# GUI Erstellung - MVC Denkweise?



## Steusi (5. August 2012)

Hallo zusammen,

ich habe noch nicht viel mit Java gemacht, möchte aber gern folgendes einfaches Programm schreiben:

- User bekommt eine Menüleiste mit Buttons
- jeder Button füllt ein Textfeld mit Inhalt aus einer MySQL-Datenbank
- der aktuelle Text kann akzeptiert oder abgelehnt werden, die Auswahl wird zurück in die Datenbank geschrieben.

Leider komme ich schnell an die Grenzen meiner Denkweise, daher möchte ich gern wissen, wie man es richtig macht.

Ich habe eine MAIN-Klasse (mit Startpunkt) und eine GUI-Klasse. 

Aus der Datenbank hole ich mir alle Informationen für den Button, wie Name, Icon, Text (für Textfeld), Anzahl der Buttons etc.

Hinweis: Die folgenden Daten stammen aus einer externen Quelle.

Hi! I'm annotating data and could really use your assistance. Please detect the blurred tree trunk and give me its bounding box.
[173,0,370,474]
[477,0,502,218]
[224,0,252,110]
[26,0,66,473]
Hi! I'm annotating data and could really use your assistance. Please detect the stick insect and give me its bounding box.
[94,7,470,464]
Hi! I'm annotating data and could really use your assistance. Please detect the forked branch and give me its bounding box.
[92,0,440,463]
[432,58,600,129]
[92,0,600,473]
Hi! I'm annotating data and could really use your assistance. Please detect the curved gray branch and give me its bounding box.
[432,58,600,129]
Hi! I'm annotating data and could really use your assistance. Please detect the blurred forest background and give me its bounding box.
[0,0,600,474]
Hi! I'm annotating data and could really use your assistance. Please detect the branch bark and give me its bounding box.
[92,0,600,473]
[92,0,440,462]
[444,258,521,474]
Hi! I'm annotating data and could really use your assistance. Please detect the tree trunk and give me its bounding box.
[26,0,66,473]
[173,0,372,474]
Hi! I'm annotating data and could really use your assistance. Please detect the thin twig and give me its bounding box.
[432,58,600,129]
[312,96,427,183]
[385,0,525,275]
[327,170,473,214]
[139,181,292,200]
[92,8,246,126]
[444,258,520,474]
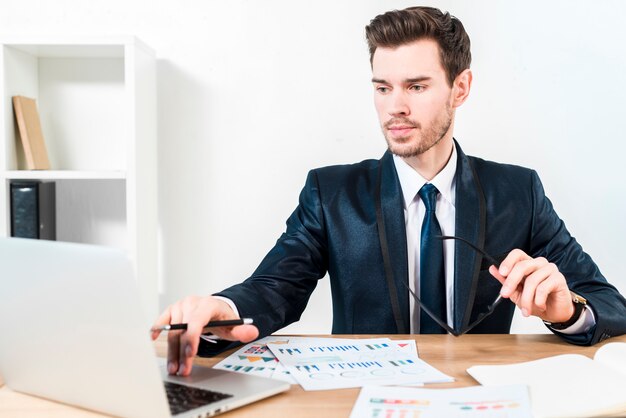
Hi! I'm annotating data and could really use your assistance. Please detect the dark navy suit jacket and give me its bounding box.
[211,144,626,352]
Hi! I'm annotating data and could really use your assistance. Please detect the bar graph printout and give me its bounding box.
[267,339,454,390]
[350,385,532,418]
[213,336,392,384]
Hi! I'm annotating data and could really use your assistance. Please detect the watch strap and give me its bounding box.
[543,291,587,331]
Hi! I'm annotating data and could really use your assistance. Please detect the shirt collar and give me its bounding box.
[393,144,456,209]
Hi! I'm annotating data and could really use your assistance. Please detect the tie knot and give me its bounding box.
[417,183,439,212]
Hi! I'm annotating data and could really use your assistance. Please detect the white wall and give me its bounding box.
[0,0,626,333]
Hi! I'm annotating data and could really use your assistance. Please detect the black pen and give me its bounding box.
[150,318,254,331]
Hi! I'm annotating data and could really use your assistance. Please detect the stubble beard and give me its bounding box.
[383,104,452,158]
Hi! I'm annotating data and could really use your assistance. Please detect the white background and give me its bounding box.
[0,0,626,333]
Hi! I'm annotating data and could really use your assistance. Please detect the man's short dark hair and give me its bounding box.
[365,7,472,86]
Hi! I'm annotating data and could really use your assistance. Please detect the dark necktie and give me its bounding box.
[418,184,447,334]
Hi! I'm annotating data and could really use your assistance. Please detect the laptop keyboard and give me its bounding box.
[163,382,233,415]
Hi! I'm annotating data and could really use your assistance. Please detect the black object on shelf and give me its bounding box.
[11,180,56,240]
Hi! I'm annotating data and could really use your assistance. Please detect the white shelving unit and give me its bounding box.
[0,37,158,319]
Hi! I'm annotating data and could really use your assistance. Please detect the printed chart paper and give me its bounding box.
[350,385,532,418]
[213,336,390,384]
[267,339,454,390]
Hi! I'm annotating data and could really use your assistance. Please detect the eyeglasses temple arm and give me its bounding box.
[437,235,500,267]
[402,282,461,337]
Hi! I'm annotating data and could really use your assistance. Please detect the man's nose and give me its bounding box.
[388,91,411,116]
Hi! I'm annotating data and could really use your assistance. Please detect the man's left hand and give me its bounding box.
[489,249,574,323]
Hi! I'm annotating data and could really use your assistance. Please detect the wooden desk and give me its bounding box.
[0,334,626,418]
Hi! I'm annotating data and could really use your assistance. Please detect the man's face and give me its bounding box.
[372,39,454,158]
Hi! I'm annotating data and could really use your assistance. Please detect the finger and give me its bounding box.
[498,248,531,277]
[489,266,506,284]
[520,260,555,316]
[167,304,183,374]
[500,257,548,296]
[489,266,521,305]
[211,325,259,343]
[533,263,565,313]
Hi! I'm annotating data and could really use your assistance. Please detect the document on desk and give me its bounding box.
[350,385,532,418]
[267,338,454,390]
[467,343,626,418]
[213,336,388,384]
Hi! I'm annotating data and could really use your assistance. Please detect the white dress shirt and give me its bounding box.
[216,146,596,334]
[393,146,596,334]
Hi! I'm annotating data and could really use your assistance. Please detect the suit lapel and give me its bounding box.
[454,141,486,331]
[380,151,410,334]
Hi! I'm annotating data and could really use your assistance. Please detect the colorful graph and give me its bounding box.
[237,356,278,363]
[244,345,269,354]
[450,400,520,412]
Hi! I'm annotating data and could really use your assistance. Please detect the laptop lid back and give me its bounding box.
[0,238,170,417]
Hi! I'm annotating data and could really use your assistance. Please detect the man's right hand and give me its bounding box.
[152,296,259,376]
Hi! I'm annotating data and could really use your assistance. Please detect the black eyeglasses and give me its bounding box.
[402,235,502,337]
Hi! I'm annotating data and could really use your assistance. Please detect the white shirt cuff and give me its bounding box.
[213,296,240,318]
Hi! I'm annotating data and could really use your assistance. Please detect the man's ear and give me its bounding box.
[452,68,472,108]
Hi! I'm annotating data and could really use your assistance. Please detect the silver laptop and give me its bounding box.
[0,238,289,417]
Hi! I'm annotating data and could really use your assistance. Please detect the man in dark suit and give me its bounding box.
[153,7,626,375]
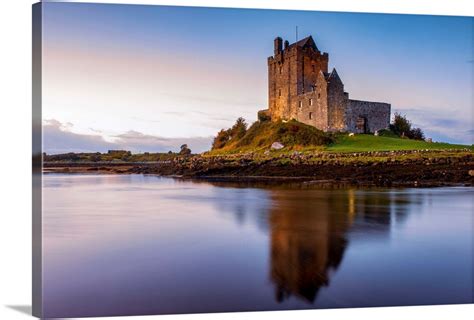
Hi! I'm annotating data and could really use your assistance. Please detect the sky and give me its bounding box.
[42,3,474,153]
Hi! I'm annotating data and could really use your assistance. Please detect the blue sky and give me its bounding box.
[39,3,473,152]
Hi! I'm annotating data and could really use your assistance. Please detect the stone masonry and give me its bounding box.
[259,36,390,133]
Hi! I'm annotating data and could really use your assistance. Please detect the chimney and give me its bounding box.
[273,37,283,55]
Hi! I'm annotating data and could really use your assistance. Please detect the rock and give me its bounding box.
[270,141,285,150]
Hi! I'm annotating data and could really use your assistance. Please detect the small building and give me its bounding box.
[259,36,390,133]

Damit erstelle ich ja die Button, gehört es nun in die GUI oder in die MAIN?

Ich habe auch schon versucht mir eine eigene Klasse für die Buttons zu schreiben, doch dann kann ich mit einer Methode dieser Button-Klasse ja nicht mehr das Textfeld ändern, da es einfach nicht bekannt ist.

Wie strukturiert man sowas nach dem OOP Gedanken korrekt?
Kann mir jemand ein Beispiel zeigen, gibt es eine gute Quelle wo man es versteht?


----------



## I2oxxi (5. August 2012)

MVC (Model View Controller)
in die gui (View) machste erstmal den normalen aufbau.
dann schreibs du für die textfelder jewweils eine settext methode in die gui z.B
dann hast du  einen "controller" den du sogesehen als Listener machst, also er wartet auf die buttonklicks und reagiert darauf.
dein Model (da liegen die daten) ist einfach nur deine datenbank.
der controller muss daher auf die datenbank zugreifen können.
bei buttonklick kriegt der controller es dann mit.
darauf holt er sich was aus der datenbank und nutzt dann die settext methoden um das textfeld zu füllen.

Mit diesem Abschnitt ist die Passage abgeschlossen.